On Chesil Beach
Miércoles 5 de agosto de 2008
Es la última novela de Ian McEwan, otra historia de malentendidos trágicos y amores arruinados, como Atonement, pero esta vez sencilla y directa, sin juegos metaficcionales. Es la historia de una pareja joven, un aspirante a historiador y una violinista, que por un malentendido se separan en su noche de bodas, en 1962. Una pelea tonta, si bien unida a una reacción visceral de ella, de rechazo al sexo. Lo más "experimental" que hay en la novela es el silencio sobre una cuestión que motiva ese rechazo de ella—abusos sexuales que había sufrido por parte de su padre, se trasluce, y que están tan borrados de su memoria como de la novela. Pero eso es sólo un factor más que se añade al malentendido, y quizá no determinante. Hay otras cuestiones (todas muy bien retratadas) de diferencia de clase—ella viene de un medio social más acomodado y culto, ha aportado más dinero a la pareja, y eso crea obstáculos que no se ven hasta el momento de la crisis, cuando surgen y hacen más difícil la reconciliación. Y el orgullo, y la impaciencia, y la falta de capacidad para poner palabras a lo que se siente, y la inmadurez... En suma, una historia sobre una pelea que sería irrelevante en sí (y quizá pronto superada, a pesar de los traumas subyacentes). Eso si no hubiera acabado siendo trágico el suceso, al echar a perder una vida futura juntos que quedó en nada, lo que iba a ser ese matrimonio del cual sin embargo no se librarán en el resto de su vida. Así termina la historia (p. 166):
When he thought of her, it rather amazed him, that he had let that girl with her violin go.

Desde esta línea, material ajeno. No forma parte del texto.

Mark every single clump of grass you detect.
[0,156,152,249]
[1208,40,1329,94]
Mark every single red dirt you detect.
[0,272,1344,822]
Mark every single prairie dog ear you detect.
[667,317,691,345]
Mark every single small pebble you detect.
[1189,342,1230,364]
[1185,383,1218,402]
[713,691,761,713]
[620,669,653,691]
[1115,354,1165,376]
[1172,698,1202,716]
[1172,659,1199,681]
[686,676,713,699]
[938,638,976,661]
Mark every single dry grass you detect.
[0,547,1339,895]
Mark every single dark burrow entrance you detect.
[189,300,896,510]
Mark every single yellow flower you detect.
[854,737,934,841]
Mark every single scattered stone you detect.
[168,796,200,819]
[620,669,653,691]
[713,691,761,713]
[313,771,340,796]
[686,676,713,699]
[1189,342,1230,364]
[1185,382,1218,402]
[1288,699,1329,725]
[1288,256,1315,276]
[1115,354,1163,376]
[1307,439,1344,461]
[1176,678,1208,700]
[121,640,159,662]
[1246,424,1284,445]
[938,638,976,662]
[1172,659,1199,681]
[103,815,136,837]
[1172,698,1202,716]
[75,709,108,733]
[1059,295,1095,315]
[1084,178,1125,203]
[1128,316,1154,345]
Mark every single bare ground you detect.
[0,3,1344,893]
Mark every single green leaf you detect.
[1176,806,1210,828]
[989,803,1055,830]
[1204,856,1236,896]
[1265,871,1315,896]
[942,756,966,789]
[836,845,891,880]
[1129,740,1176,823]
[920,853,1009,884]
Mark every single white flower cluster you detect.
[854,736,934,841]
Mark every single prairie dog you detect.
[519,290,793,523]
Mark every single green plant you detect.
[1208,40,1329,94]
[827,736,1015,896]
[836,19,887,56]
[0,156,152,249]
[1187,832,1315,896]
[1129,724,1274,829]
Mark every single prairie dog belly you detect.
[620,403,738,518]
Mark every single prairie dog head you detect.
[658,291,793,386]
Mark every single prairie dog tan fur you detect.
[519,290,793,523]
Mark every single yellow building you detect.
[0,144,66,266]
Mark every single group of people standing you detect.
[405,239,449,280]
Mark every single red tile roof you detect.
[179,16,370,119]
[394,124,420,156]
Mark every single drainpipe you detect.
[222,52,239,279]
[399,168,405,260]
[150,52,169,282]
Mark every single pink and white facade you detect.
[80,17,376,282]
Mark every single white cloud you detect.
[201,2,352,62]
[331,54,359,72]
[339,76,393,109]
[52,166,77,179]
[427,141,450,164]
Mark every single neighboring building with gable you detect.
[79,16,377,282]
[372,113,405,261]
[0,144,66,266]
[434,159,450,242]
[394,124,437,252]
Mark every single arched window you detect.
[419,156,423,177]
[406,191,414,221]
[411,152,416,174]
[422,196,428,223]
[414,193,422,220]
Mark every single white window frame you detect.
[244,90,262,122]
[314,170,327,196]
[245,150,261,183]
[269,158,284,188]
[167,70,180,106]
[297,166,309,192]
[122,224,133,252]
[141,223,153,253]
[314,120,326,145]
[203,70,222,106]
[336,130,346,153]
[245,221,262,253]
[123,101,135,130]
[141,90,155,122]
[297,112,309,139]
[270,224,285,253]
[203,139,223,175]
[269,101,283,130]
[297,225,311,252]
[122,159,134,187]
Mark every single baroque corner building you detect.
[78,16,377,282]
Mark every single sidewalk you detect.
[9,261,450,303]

Now, of course, he saw that her self-effacing proposal was quite irrelevant. All she had needed was the certainty of his love, and his reassurance that there was no hurry when a lifetime lay ahead of them. Love and patience—if only he had had them both at once—would surely have seen them both through. And then what unborn children might have had their chances, what young girl with an Alice band might have become his loved familiar? This is how the entire course of a life can be changed—by doing nothing. On Chesil Beach he could have called out to Florence, he could have gone after her. He did not know, or would not have cared to know, that as she ran away from him, certain in her distress that she was about to lose him, she had never loved him more, or more hopelessly, and that the sound of his voice would have been a deliverance, and she would have turned back. Instead, he stood in cold and righteous silence in the summer’s dusk, watching her hurry along the shore, the sound of her difficult progress lost to the breaking of small waves, until she was a blurred, receding point against the immense straight road of shingle gleaming in the pallid light.